Reserve your right to rage. Be angry and be damn proud to be.
“she’s been dead so long
closed in silence so long
she doesn’t know the sound
of her own voice”
16 years and 353 days – You are on the bus scrolling through facebook
and something sublime happens. You are enraged by Sandra Bland’s
mural being defaced you can barely speak. Then from the deafening
silence, words start to come out: rhyme. From this great injustice a form
starts to emerge: poetry. Suddenly you find yourself writing everyday. It’s
less like writing in the mechanical, structured way you have known it in
school textbooks. No – it’s more appearing before your eyes and forming
in your mouth before you can even think about it. You are not thinking
but your emotions and your life are exploding onto a blank canvas. A
blank piece of paper. And you have found freedom – a type at least. Even
if you can’t always control the way you are feeling and the things that are
happening to you at least you can write about them. At least, you have a
record of the injustices committed against you and others like you. At
least you have a record of your truths. At least, even if you are vocally
silent about your pain, the black ink on the page won’t be.
“let her be born
let her be born
& handled warmly”
17 and a day – You stand up behind a mic with a bright light shining right
in your face. You can barely see who you are talking to but all you know
is this stage is a safe space. And anything you want to say you can. Here
you can speak for every coloured girl who has considered suicide when
the rainbow was enuf. For every coloured girl has ever doubted her
beauty. For every coloured girl who has ever questioned her blackness.
For every coloured girl who has wished at some point that she was not a
coloured girl. The poem ends, the private space you have made for
yourself onstage is pierced and as you sit back down people smile at you
and applaud. You feel heard. You feel acknowledged. You feel
recognised. And above all you realise that even if others won’t always let
you feel free, the written word and speech will always allow you to be.
Jasmine Jones is a 17-year-old theatre student who has a passion for words, art and the rhythms of spoken word and alternative 90s hip-hop. At college and in her spare time, she enjoys performing her own writing and the writing of others. Follow her on twitter: @twicemilitant.
Reblogged this on movingblack and commented:
Home. Where we come from frames everything we see later, everywhere we go. Whether we liked home or not, whether we’re aware of it or not.
The recourse to reading this young poet talks about totes reminds me of my childhood and adolescence. Different authors, soothing the same pain.
If anyone’s never witnessed me explain why I’ve never dated anyone more than 3 years older than me or won’t go to ‘school uniform’ themed parties, ’13’ says it beautifully. I’m pretty sure the first 20 men who asked for my phone number were all at least 10 years older than me. It reminds me of my innocence with the first few, when I wasn’t sure why they enjoyed a brief conversation so much that they’d like a second one.
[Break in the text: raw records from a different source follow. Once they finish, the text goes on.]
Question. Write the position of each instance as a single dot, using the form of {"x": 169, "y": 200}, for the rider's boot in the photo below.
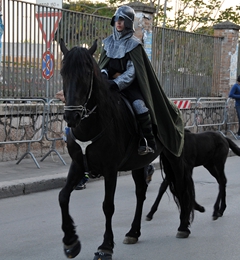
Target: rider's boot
{"x": 147, "y": 144}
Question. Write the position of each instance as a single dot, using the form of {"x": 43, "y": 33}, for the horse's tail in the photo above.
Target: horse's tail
{"x": 233, "y": 146}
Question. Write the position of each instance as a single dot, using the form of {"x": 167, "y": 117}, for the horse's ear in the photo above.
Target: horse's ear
{"x": 93, "y": 48}
{"x": 63, "y": 47}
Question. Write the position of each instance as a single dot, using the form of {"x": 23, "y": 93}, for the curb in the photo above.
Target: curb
{"x": 49, "y": 182}
{"x": 42, "y": 183}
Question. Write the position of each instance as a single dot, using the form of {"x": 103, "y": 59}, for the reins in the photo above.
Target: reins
{"x": 83, "y": 108}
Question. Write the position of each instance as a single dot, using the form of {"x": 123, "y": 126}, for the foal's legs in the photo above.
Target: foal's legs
{"x": 182, "y": 187}
{"x": 217, "y": 171}
{"x": 162, "y": 189}
{"x": 141, "y": 187}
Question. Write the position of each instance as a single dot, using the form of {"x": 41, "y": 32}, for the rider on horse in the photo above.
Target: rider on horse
{"x": 126, "y": 66}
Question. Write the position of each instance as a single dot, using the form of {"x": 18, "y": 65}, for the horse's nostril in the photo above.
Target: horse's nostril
{"x": 77, "y": 117}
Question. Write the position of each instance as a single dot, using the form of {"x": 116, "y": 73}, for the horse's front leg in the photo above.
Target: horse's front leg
{"x": 141, "y": 188}
{"x": 71, "y": 243}
{"x": 105, "y": 250}
{"x": 162, "y": 189}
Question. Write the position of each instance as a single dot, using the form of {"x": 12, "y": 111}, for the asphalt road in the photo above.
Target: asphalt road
{"x": 31, "y": 225}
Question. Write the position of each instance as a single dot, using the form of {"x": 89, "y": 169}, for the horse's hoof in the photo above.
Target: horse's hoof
{"x": 72, "y": 250}
{"x": 102, "y": 256}
{"x": 148, "y": 218}
{"x": 201, "y": 209}
{"x": 218, "y": 215}
{"x": 182, "y": 234}
{"x": 130, "y": 240}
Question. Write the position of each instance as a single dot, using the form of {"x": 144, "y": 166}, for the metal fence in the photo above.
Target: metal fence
{"x": 186, "y": 64}
{"x": 31, "y": 56}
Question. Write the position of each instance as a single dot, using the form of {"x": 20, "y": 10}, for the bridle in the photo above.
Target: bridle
{"x": 83, "y": 108}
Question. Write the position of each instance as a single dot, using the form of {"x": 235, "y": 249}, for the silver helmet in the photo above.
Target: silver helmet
{"x": 127, "y": 13}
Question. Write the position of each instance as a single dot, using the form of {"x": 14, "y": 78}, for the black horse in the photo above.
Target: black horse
{"x": 102, "y": 141}
{"x": 209, "y": 149}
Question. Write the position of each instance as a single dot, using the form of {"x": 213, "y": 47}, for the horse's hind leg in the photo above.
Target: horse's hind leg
{"x": 217, "y": 171}
{"x": 141, "y": 187}
{"x": 105, "y": 250}
{"x": 162, "y": 189}
{"x": 71, "y": 243}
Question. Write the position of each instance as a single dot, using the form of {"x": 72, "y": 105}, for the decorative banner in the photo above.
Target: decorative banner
{"x": 1, "y": 33}
{"x": 47, "y": 65}
{"x": 182, "y": 104}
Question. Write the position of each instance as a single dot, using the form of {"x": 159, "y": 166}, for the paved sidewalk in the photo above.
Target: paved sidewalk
{"x": 25, "y": 177}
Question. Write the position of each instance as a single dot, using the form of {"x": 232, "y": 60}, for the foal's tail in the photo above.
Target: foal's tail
{"x": 233, "y": 146}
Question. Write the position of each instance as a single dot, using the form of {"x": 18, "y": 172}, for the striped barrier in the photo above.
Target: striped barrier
{"x": 182, "y": 104}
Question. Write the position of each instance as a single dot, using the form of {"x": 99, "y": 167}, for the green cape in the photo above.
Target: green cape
{"x": 165, "y": 115}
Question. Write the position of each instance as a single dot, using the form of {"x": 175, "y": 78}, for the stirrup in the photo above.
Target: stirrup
{"x": 143, "y": 150}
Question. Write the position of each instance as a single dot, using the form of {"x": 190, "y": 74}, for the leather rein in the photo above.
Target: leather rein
{"x": 83, "y": 108}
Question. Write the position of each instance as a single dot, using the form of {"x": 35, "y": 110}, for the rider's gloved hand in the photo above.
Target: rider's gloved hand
{"x": 104, "y": 74}
{"x": 113, "y": 85}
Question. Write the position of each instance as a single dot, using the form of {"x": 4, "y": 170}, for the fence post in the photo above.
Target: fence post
{"x": 143, "y": 25}
{"x": 229, "y": 55}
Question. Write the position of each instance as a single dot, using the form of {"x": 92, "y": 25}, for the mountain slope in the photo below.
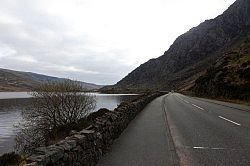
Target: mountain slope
{"x": 11, "y": 80}
{"x": 229, "y": 77}
{"x": 192, "y": 52}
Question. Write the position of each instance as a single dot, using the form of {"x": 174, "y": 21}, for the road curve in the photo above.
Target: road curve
{"x": 145, "y": 142}
{"x": 207, "y": 132}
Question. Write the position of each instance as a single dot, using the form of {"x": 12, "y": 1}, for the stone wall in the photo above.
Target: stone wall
{"x": 87, "y": 146}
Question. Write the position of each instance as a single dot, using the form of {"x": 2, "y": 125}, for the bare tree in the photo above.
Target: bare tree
{"x": 55, "y": 104}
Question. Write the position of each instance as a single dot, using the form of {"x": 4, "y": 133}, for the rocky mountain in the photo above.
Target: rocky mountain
{"x": 229, "y": 77}
{"x": 191, "y": 53}
{"x": 11, "y": 80}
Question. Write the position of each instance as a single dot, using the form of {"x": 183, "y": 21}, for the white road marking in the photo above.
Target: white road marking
{"x": 200, "y": 147}
{"x": 217, "y": 148}
{"x": 229, "y": 120}
{"x": 198, "y": 106}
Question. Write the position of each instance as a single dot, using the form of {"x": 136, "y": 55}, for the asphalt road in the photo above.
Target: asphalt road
{"x": 145, "y": 142}
{"x": 207, "y": 132}
{"x": 179, "y": 130}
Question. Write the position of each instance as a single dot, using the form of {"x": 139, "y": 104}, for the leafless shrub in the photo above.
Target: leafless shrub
{"x": 55, "y": 104}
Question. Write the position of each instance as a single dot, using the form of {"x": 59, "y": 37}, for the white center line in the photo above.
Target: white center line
{"x": 200, "y": 147}
{"x": 229, "y": 120}
{"x": 198, "y": 106}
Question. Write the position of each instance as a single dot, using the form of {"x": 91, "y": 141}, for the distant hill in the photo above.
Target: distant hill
{"x": 229, "y": 77}
{"x": 11, "y": 80}
{"x": 191, "y": 53}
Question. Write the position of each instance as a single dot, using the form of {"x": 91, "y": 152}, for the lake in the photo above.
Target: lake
{"x": 12, "y": 103}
I still remember the revulsion mixed with fear I felt at the sight of men obviously in their late 40s slowing their cars down to chirpse me and my school-uniform clad friends.
Having said that, growing up as a black girl was great training for becoming a black traveller! The writer, Jasmine Jones, articulates the home I first travelled from.
It’s rare the day when somebody else articulates my feelings or thoughts better than I do, but I’m grateful when they do. Thanks for writing Jasmine.
Wonderful article – and only 17 too!
I resonate with so much that has been written here. Seriously, young black women would benefit from reading this.